In West Virginia, there are nearly 7,000 children in foster care and approximately 1,000 of these children are legally eligible for adoption. These children were removed from their biological families due to abuse, neglect or abandonment. Their parent’s parental rights have been legally severed and reunification with them is no longer the goal. These children are in need of loving forever families who will provide them with the love and support they will need to succeed throughout childhood and into adulthood.
Where are these children living while they wait for their forever family?
Most children waiting for adoptive families live in temporary foster homes; others reside in group homes or residential facilities. Sometimes, because they have a need for treatment and sometimes because there is not a foster family available for them.
Why are waiting children profiled online and in Sunday’s Child?
The Sunday’s Child column creates a way to feature children who are waiting for a forever family. Through this column, it is our hope to touch the hearts of families and give a voice to children who need and deserve the love of an adoptive family.
What is the process toward adoption when a certified family inquires, when a non-certified family inquires?
If you are interested in adopting a child who is in foster care, you will first need to be certified as a foster/adoptive family. You will select an agency, complete a training course and have an approved homestudy. After you have completed the certification process, you can register on the state’s adoption site and make inquiries about children who are listed with their profile and photo. Your agency worker will also assist you in finding children who are a good match for your family. Another way to adopt through foster care is if children you are fostering become legally eligible for adoption. Generally the foster family is given priority over adopting children in their care.
What is the adoption matching process?
If you have inquired about a child on the DHHR’s website, the child(ren)’s workers and team members will review the inquiries and interview families who seem like they might be a good fit. After the team has reviewed the families and spoken with the child, they will arrange for visitation to orient the child and family with each other (unless the child is already living in the home). Some of these visits may be overnight or over a weekend. Pre-adoptive placement begins when the child moves in and actually lives with the chosen family. This phase lasts for a minimum of six months. The time it takes to adopt a child is different for every family and depends on individual circumstance.
How is a child(ren) transitioned into your home?

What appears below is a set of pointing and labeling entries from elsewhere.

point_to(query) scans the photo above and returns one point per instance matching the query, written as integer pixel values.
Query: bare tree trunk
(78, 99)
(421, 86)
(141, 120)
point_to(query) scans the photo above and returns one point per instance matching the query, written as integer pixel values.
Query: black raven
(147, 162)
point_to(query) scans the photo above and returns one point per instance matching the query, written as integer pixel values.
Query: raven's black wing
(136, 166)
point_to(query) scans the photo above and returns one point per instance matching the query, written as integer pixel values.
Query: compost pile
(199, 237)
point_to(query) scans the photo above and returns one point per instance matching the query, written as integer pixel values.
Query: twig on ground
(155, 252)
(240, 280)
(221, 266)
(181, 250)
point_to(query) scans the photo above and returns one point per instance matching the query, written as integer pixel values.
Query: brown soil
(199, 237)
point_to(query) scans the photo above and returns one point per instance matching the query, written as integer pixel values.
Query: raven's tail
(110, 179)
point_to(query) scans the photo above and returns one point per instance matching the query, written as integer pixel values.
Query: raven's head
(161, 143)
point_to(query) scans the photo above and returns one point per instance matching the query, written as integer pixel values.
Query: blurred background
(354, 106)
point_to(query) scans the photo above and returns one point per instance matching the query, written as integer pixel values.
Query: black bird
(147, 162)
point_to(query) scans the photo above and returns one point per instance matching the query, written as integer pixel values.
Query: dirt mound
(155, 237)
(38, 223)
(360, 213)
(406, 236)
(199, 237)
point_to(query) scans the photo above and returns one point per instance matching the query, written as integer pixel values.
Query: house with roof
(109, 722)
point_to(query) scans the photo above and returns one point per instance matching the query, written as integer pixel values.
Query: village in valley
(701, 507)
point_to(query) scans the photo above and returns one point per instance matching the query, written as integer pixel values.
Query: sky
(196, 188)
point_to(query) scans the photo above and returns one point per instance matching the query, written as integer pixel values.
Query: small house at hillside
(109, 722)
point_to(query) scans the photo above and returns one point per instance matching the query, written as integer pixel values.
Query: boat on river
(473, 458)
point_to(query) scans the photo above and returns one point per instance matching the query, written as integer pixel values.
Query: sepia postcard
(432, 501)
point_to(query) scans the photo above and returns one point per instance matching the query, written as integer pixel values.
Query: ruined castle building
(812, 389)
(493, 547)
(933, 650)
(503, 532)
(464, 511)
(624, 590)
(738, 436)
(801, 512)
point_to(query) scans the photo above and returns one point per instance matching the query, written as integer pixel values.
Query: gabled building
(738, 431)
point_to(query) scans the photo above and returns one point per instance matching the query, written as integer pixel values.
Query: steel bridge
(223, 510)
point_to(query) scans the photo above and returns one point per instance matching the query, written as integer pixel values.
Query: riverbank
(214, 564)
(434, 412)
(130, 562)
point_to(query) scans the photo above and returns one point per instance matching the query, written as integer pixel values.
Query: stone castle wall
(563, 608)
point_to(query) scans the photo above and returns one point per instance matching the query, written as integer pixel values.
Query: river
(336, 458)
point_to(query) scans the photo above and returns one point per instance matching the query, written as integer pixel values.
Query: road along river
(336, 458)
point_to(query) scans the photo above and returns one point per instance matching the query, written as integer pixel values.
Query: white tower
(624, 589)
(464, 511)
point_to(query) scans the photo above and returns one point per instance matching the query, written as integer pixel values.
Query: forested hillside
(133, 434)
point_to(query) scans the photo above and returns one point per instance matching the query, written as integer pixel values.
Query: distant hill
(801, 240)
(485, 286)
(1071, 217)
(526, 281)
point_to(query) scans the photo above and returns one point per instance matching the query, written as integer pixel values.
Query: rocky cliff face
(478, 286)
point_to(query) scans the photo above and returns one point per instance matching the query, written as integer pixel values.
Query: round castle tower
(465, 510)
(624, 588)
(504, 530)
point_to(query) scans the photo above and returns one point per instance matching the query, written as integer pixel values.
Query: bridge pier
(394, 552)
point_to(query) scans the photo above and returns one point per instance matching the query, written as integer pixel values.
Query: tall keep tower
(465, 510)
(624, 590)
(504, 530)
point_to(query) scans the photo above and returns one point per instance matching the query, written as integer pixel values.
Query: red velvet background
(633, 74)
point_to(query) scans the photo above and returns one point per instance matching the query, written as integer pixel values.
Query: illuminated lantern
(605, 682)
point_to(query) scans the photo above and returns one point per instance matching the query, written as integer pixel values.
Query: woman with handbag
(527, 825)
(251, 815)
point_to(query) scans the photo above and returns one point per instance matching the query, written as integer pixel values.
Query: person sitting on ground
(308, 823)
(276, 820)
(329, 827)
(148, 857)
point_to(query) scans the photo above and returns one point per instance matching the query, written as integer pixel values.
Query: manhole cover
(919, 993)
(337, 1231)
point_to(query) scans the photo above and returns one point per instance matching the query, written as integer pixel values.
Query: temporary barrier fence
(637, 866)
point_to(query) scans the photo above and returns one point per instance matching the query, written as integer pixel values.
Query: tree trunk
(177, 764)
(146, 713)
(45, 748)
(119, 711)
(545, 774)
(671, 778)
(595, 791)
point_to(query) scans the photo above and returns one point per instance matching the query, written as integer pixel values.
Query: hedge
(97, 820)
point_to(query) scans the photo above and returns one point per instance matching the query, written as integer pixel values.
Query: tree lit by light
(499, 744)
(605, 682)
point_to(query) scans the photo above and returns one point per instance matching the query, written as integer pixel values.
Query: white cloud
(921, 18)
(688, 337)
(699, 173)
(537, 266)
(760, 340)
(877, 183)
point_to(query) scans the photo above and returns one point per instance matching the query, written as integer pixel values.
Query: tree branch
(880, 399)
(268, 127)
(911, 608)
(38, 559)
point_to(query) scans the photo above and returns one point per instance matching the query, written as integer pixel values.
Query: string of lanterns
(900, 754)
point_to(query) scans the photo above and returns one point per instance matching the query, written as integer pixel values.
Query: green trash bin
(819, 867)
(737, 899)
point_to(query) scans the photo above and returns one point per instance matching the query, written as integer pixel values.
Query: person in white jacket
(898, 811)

If a child is already living with you when they become legally eligible for adoption, their worker will speak with you about the option of adoption. If the child is on the state’s website or a worker contacts you because they think your family would be a good fit for the child(ren), they will set up a visitation date. Some parents and children have had their first meeting at a restaurant or a park, a time that is casual and not too long but long enough to get a sense for how things might work out. If the match seems like a good fit for both you and the child(ren), the child(ren) will either start with day visits or might even do an overnight stay. Depending on the child(ren) and how the visits are going, the visits will increase until the child can permanently move into your home. Again, this phase lasts a minimum of 6 months and varies depending on the family and individual circumstances.
How are adoptions finalized?
All adoptions are finalized through the court system. A child or children will live with you for a minimum of 6 months before the adoption begins to be finalized. After this 6 month period, adoption paperwork is completed and filed with the courts. The family selects their own attorney and most costs associated with adoption finalization are eligible for reimbursement. The final step of adoption is in front of a judge when you become the legal parent(s).